To find the mean absolute deviation of a series or a column in a DataFrame in pandas, the easiest way is to use the pandas mad() function.
df["Column1"].mad()
When doing data analysis, the ability to compute different summary statistics, such as the mean or standard deviation of a variable, is very useful to help us understand the data. One such summary statistic which can be useful is the mean absolute deviation of a variable.

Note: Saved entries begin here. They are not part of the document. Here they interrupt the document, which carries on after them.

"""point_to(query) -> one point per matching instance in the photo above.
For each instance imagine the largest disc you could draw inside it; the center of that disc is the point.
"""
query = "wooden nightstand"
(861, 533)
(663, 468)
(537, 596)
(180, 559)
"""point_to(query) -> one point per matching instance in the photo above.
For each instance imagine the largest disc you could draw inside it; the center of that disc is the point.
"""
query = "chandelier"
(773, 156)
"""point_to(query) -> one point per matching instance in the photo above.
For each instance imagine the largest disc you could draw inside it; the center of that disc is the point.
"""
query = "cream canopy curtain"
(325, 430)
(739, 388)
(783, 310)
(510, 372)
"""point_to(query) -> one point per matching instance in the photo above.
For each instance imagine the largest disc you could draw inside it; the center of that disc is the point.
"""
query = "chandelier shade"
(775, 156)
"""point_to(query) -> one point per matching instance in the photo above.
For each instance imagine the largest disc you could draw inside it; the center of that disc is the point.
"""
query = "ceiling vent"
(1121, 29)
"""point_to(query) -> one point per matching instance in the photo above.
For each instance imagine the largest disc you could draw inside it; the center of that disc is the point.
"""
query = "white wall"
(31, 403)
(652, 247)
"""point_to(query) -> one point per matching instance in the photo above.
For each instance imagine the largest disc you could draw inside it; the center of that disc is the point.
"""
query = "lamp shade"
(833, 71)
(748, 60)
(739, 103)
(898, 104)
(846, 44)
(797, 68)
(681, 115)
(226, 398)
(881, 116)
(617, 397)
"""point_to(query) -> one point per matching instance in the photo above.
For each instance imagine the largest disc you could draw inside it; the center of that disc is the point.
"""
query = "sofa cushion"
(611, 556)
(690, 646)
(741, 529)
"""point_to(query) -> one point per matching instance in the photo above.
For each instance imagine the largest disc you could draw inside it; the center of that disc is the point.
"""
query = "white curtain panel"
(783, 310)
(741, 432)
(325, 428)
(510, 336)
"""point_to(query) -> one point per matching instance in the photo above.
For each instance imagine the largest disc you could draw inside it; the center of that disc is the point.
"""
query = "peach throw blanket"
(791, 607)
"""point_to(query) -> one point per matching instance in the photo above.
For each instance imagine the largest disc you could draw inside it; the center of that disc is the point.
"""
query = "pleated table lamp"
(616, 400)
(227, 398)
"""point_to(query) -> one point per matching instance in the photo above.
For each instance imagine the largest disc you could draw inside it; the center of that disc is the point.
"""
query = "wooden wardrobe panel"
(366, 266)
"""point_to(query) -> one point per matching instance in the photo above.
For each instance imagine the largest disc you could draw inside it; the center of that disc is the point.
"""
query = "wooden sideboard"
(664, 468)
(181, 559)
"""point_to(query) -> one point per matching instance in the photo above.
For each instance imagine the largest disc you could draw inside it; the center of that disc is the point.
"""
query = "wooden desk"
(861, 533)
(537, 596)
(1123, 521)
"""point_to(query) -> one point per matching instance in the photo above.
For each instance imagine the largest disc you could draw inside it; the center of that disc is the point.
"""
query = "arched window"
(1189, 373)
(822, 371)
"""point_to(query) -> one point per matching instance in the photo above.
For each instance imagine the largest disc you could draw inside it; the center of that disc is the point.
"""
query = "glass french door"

The mean absolute deviation of a variable is computed as the mean of absolute deviation of data points from their mean.
Finding the mean absolute deviation of columns or a Series using pandas is easy. We can use the pandas mad() function to find the mean absolute deviation of a column of numbers.
Let’s say we have the following DataFrame.
df = pd.DataFrame({'Name': ['Jim', 'Sally', 'Bob', 'Sue', 'Jill', 'Larry'],
'Weight': [160.20, 160.20, 209.45, 150.35, 187.52, 187.52],
'Height': [50.10, 68.94, 71.42, 48.56, 59.37, 63.42] })
print(df)
# Output:
Name Weight Height
0 Jim 160.20 50.10
1 Sally 160.20 68.94
2 Bob 209.45 71.42
3 Sue 150.35 48.56
4 Jill 187.52 59.37
5 Larry 187.52 63.42
To get the mean absolute deviation of all columns in our DataFrame, we can use the pandas mad() function on the DataFrame in the following Python code:
print(df.mad())
# Output:
Weight 18.956667
Height 7.625000
dtype: float64
If we only want to get the mean absolute deviation of the column “Height”, we can do so easily like in the following Python code:
print(df["Height"].mad())
# Output:
7.625
Hopefully this article has been helpful for you to understand how to find the mean absolute deviation of a variable within a column or Series using the pandas mad() function in Python.